KREDİ KANALLARI İŞLEV KAZANMALI
Türkiye'de yaşanan krizin içerisinde bankacılık sektöründeki mevcut durumların olumlu olduğunu vurgulayan Sakoğlu, yine de alınması gereken bir dizi tedbirin olduğunu kaydetti. Sakoğlu, "Mali sistemde denetim ve gözetim, krizlerin ardından gözetildi. BDDK, Merkez Bankası ve kurumsal yapılar saygınlık kazandı. siyasetin üzerinde kaldı. İradesi tesir edemedi. Bunların hepsi, Türkiye'nin kriz noktasında olumlu tablolarından bir kaç tanesidir. Önemlidir. Bundan sonra, ilk önce kredi kanalları mutlaka işlemeli. Ticaretin, üretimin olabilmesi için para sirkülasyonu devam etmeli. Bu insan vücuduna benziyor. Eğer kan dolaşımı sürekli olmazsa, sağlanmazsa, insan vücudu iflas eder. İşte iş ortamının da hareket kazanması, canlı olabilmesi için kredi kanallarının mutlaka işlev kazanması gerekli" dedi.
SEÇİMLER EKONOMİYE YÜK OLACAK
Bankaların mevcut sıkıntılarının çözülmesi gerektiğinin de altını çizen Sakoğlu, "Hükümet, mevduat güvencesini derhal çıkarmalıdır.

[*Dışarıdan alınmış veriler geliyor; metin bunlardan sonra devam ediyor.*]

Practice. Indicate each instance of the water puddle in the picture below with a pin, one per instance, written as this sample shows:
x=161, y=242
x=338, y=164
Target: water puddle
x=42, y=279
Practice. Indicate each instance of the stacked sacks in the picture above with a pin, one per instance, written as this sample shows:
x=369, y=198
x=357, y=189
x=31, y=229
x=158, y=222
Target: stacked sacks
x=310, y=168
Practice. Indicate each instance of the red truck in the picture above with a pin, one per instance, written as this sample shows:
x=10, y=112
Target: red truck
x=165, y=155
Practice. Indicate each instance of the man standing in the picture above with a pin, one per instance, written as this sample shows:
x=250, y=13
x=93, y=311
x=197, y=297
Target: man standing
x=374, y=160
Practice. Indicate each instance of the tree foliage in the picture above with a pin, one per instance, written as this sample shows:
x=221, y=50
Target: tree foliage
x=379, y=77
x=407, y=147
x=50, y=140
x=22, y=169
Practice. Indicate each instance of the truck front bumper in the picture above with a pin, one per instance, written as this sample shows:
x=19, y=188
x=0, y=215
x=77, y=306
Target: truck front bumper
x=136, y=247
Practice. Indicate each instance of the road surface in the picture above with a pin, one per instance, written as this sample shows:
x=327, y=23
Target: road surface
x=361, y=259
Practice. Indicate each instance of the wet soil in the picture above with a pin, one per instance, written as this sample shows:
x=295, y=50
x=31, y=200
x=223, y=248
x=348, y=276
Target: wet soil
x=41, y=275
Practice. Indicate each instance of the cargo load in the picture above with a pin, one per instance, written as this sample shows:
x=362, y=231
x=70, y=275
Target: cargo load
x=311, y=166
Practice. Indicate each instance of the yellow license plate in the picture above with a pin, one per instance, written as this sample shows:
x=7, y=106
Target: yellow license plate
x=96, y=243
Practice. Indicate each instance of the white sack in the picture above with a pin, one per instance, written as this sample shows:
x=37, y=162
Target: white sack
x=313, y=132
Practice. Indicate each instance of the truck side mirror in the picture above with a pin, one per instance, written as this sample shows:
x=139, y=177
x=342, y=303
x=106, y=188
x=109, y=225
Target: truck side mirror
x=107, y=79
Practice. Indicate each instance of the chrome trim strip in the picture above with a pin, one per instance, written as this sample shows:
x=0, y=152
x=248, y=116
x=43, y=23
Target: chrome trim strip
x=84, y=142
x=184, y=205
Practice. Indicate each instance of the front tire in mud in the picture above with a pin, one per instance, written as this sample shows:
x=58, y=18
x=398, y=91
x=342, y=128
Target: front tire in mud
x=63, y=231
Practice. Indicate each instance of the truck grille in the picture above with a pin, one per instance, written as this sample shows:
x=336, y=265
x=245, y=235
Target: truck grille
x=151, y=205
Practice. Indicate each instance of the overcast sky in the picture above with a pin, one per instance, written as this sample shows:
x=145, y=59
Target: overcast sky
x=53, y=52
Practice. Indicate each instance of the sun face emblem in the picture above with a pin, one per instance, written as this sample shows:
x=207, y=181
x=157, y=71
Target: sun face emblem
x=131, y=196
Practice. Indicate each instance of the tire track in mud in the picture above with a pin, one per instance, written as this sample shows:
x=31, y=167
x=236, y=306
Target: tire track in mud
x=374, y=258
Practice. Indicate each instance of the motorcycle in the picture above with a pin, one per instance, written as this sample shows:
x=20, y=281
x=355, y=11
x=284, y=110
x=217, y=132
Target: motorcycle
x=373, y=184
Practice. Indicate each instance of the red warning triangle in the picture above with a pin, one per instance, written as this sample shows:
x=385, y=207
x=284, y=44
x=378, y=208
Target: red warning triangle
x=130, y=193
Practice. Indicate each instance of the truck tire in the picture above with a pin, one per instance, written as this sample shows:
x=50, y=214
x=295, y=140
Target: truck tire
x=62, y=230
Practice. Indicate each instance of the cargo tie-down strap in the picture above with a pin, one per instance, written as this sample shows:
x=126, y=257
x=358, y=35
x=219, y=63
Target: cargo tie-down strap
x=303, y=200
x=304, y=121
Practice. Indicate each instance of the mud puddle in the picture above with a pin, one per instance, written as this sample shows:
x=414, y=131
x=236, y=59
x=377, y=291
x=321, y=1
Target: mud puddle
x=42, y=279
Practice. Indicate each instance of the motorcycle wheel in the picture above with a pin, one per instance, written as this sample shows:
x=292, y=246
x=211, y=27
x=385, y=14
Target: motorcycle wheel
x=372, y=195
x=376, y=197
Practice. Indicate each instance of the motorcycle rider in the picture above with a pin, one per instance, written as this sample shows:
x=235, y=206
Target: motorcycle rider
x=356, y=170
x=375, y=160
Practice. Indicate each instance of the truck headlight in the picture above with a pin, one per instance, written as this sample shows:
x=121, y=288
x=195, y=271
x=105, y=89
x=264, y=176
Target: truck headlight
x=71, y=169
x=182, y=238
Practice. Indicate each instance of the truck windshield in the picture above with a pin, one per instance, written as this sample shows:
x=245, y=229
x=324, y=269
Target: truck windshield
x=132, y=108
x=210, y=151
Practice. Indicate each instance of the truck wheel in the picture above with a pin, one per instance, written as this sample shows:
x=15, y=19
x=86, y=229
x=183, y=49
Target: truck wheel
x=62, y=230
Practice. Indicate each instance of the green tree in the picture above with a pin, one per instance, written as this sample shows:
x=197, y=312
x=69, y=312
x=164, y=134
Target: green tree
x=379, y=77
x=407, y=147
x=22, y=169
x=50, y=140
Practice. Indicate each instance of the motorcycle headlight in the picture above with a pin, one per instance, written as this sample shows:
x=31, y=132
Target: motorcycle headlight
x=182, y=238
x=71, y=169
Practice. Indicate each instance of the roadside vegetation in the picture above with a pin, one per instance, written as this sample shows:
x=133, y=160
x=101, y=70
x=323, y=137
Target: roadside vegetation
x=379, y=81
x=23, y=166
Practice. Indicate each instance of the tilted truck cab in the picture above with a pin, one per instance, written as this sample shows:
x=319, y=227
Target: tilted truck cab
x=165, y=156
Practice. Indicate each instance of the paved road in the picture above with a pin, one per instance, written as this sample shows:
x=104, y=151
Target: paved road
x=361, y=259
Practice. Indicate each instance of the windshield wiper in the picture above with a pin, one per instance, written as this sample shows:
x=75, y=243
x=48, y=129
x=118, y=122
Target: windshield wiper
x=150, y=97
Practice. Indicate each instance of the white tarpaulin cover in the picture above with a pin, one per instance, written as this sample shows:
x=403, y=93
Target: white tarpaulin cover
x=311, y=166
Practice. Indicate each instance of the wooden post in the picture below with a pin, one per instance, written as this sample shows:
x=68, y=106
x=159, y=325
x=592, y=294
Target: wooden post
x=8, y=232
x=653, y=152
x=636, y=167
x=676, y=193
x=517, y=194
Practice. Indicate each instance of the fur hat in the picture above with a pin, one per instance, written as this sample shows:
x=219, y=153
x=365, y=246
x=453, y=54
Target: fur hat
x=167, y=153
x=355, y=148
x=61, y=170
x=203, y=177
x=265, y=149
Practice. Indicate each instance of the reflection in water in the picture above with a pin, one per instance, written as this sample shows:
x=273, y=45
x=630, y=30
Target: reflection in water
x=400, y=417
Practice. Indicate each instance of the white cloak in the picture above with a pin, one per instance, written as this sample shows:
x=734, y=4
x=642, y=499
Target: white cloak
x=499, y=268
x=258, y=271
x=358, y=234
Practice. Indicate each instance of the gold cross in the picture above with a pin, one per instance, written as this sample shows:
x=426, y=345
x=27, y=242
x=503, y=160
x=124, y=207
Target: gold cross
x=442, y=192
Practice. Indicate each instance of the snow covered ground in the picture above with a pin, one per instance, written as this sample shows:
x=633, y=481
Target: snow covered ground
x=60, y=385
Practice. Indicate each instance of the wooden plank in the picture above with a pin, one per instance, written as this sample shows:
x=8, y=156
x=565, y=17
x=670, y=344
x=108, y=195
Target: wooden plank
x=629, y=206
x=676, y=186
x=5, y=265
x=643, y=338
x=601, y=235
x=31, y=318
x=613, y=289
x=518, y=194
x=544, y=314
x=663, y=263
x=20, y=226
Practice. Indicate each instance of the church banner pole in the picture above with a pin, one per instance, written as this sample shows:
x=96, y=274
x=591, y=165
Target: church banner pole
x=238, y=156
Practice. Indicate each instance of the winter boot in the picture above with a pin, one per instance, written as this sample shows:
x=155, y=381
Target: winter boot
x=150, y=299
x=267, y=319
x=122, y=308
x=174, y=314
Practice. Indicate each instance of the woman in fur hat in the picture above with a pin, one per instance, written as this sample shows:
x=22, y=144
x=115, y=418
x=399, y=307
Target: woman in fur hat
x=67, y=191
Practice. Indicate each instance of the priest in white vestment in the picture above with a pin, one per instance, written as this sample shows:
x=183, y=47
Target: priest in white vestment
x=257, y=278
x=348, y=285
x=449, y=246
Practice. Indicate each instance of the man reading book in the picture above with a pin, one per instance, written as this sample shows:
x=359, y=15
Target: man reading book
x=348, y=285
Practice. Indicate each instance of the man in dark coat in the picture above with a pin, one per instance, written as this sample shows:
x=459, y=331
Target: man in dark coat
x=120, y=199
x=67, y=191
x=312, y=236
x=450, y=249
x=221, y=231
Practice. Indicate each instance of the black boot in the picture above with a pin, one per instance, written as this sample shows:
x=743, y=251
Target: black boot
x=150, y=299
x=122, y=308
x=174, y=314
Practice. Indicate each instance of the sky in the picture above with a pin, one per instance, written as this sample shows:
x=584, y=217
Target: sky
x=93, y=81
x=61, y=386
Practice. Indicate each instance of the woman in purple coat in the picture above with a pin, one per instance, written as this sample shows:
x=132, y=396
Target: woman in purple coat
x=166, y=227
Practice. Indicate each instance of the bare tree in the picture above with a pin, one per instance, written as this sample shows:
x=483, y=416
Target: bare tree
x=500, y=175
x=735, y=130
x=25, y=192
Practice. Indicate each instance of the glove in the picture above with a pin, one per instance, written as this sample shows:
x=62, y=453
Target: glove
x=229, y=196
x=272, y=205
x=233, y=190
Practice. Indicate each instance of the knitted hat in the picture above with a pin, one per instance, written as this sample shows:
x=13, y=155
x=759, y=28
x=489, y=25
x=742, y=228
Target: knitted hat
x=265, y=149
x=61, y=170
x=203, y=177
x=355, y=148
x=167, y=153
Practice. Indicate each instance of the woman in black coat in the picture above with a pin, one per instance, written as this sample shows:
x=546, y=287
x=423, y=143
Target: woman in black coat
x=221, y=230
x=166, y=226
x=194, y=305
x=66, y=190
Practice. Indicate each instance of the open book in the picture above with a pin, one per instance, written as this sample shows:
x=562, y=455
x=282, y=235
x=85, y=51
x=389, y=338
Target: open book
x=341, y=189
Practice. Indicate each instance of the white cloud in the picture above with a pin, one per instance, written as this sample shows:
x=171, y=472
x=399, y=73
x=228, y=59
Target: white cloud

Parlamentoda kabul edilen ama hükümet tarafından hala açıklanmayan mevduat süresi ortaya konulmalıdır. Bankaların güçlendirilmesi gerekiyor. Mevcut sıkıntılar var. Bunun için bankacılık sektöründe sendikasyon kredisi noktasında borcu olan bankalara icraatına, yönetimine girmemek kaydıyla hazine destek vermeli. Yurt dışı kredilerinin devamı sağlanmalı. Burada da ekonomik kriz içindeki ülkeleri kastetmiyorum. Türkiye'nin geçmiş sürece bakılırsa Körfez ülkeleri ile ilişkileri çok iyiydi, sıcak para burada. Bu kanallar işlevlik kazandırılarak, dış kredi sağlama noktasında bazı kapılar aranmalı. IMF anlaşması hemen yapılmalı. IMF ile anlaşma sağlanamamasının nedenleri önümüzdeki günlerde Türkiye gündemine gelecek olan yerel seçimlerdir. Seçimler ekonomimize büyük yük olacaktır. Bu da yarın öbür gün bizim sırtımıza yük olacaktır" diye konuştu.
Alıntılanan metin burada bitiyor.